Quattro chiacchiere “diverse” sulla crisi che stiamo vivendo
In questi giorni tra noi cittadini “normali” non si parla d’altro. Pur sapendo che molti politici hanno sempre approfittato della loro posizione per rubare soldi pubblici a proprio vantaggio o di quello del partito, siamo a dir poco disorientati. Ma quello che sta accadendo in questi giorni non solo da il volta stomaco, ma sta facendo emerge una situazione che supera qualsiasi immaginazione. Sembra che non si tocchi mai il fondo.
Altro argomento di discussione e dibattito è la situazione economica del nostro paese, e non solo, che sembra essere così grave che qualsiasi intervento non riesce a modificare il quadro. Molti hanno perso o stanno perdendo il proprio lavoro e con esso la propria dignità e identità, nonché la possibilità di contribuire al sostentamento della propria famiglia.

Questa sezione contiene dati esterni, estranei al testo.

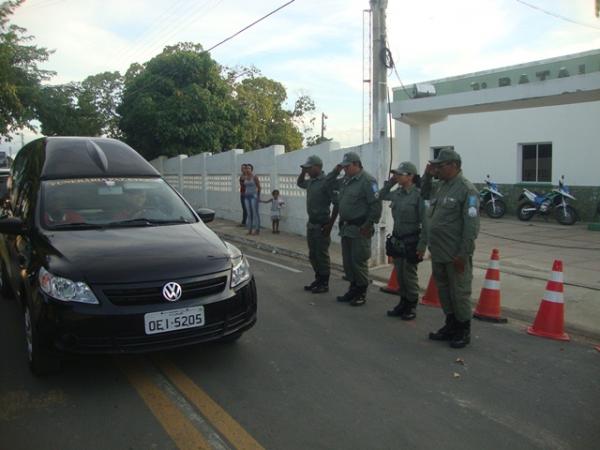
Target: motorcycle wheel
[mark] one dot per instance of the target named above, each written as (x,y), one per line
(566,215)
(525,215)
(495,210)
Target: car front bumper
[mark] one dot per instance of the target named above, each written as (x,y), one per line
(88,329)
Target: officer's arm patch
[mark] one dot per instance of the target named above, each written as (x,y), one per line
(472,211)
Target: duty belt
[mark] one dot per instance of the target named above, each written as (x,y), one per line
(356,222)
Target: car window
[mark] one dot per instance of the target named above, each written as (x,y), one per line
(111,202)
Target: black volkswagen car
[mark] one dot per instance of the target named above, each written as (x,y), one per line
(106,257)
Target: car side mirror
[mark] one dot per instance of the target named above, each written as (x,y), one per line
(12,225)
(206,214)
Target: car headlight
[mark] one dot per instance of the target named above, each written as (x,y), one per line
(240,269)
(66,290)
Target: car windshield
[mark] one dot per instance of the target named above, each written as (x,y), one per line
(113,202)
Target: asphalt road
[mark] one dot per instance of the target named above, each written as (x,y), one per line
(312,374)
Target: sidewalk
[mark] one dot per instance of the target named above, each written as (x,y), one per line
(527,251)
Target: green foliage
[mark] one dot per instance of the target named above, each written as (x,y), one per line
(81,109)
(264,122)
(66,110)
(178,103)
(19,75)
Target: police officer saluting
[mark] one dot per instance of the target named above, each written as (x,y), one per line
(319,197)
(409,239)
(453,227)
(359,210)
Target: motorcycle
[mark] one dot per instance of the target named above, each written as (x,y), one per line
(490,199)
(553,202)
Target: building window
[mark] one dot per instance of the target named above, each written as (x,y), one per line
(537,162)
(436,150)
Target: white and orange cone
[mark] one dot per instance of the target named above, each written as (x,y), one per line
(488,307)
(550,320)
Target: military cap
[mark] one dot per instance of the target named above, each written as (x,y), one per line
(312,160)
(405,167)
(349,158)
(447,154)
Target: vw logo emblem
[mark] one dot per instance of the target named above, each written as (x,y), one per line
(172,292)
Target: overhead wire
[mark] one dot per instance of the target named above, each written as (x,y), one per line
(557,16)
(251,25)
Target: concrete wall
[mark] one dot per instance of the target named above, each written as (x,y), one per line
(211,181)
(490,142)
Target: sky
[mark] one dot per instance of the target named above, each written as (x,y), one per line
(312,47)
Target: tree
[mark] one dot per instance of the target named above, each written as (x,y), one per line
(103,91)
(20,77)
(67,110)
(81,109)
(178,103)
(264,121)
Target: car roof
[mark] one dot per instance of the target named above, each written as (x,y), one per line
(85,157)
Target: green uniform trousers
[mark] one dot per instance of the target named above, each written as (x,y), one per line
(318,249)
(454,288)
(355,254)
(406,275)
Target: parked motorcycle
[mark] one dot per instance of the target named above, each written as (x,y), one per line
(553,202)
(490,199)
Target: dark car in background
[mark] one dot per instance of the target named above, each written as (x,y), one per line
(106,257)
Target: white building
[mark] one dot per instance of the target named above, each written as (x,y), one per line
(525,125)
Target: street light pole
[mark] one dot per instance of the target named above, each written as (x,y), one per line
(379,102)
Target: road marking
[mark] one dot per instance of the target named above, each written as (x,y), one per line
(223,422)
(281,266)
(177,426)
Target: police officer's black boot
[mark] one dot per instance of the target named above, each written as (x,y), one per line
(399,309)
(360,297)
(322,285)
(309,287)
(462,335)
(349,295)
(447,331)
(410,312)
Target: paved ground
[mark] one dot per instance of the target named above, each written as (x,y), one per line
(527,251)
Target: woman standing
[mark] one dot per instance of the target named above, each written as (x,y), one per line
(409,237)
(251,197)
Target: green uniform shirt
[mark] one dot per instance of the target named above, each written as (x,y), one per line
(319,196)
(453,218)
(408,211)
(358,202)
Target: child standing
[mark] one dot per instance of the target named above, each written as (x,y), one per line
(276,204)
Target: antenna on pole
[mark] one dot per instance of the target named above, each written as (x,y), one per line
(367,74)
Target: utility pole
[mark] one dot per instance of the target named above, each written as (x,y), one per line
(380,111)
(323,117)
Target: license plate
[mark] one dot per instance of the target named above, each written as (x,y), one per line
(174,319)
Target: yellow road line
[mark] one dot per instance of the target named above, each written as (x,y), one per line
(177,426)
(223,422)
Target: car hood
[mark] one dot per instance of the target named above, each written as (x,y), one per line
(137,254)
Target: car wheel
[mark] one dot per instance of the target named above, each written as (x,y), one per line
(495,209)
(522,212)
(566,215)
(41,361)
(5,289)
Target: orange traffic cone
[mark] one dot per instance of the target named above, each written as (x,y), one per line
(392,286)
(431,297)
(488,307)
(549,322)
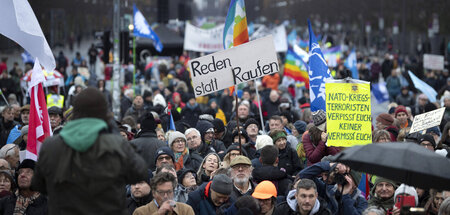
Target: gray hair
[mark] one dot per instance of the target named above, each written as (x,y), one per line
(373,209)
(7,150)
(189,130)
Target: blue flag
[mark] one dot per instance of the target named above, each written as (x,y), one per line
(318,73)
(424,87)
(380,93)
(143,29)
(350,63)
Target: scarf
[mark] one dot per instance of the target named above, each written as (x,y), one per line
(22,203)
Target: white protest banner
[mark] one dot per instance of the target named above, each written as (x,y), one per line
(427,120)
(233,66)
(433,62)
(203,40)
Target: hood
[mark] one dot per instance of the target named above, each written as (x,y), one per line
(270,173)
(81,134)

I segni di speranza sono pochi e si fa fatica a trovare la forza di resistere, di motivarsi a continuare. La sensazione di aver perso tutti la bussola è profonda. Per chi ha figli, l’angoscia è per il futuro che si troveranno a vivere.
Alcuni giorni fa mi trovavo nella sala d’aspetto del Pronto Soccorso di Vicenza e lì, l’unica cosa da fare, oltre ad aspettare, in quanto “pazienti”, con pazienza (!), è incrociare qualcuno che abbia voglia di chiacchierare, per farsi passare il tempo.
Mi trovo accanto ad un uomo, di circa 60 anni. Iniziamo lamentandoci del tempo che siamo costretti a consumare attendendo il nostro turno e poi finiamo inesorabilmente per parlare della nostra povera Italia.
Ad un certo punto, questo uomo mi sorprende perchè mi dice qualcosa che per la prima volta sento formulato in maniera così chiara, lucida ed emotivamente partecipata: “Fra qualche mese andrò finalmente in pensione. Ma c’è una cosa che, guardando in faccia i miei figli, mi fa soffrire: il fatto di rendermi conto solo ora che anch’io, con alcune scelte che ho fatto, ho contribuito a produrre questa situazione”. Lo dice con le lacrime agli occhi, trattenute con difficoltà.
Nei giorni successivi a questo incontro che la vita è capace di regalarti, ho continuato a pensare a come questo uomo abbia scoperto per sé, ma forse anche per noi, una delle cose da iniziare a fare mentre siamo ancora immersi nella crisi: ripensare a come le nostre scelte quotidiane abbiano prodotto e stiano producendo, delle “perturbazioni” nella natura, nell’economia, nelle relazioni tra i popoli e tra le persone. E’ questa la prima tappa per iniziare a fare delle scelte diverse che siano in grado di permettere l’esistenza di un futuro per i nostri figli, una traccia per riaprire una finestra sul mondo futuro che stiamo preparando, oggi, assieme ai nostri figli. Un dovere di noi adulti verso le nuove generazioni.
A questo riguardo, mi ritornano alla mente le parole di Alexander Langer, “Voi conoscete il motto che Pierre de Coubertin ha riattivato per le Olimpiadi: citius, più veloce, altius, più alto, fortius, più forte. Questo è il messaggio che oggi ci viene dato. Io vi propongo il contrario: lentius, più lento, profundius, più profondo, suavius, più dolce. Con questo motto non si vince nessuna battaglia frontale, però si ottiene un fiato più lungo”.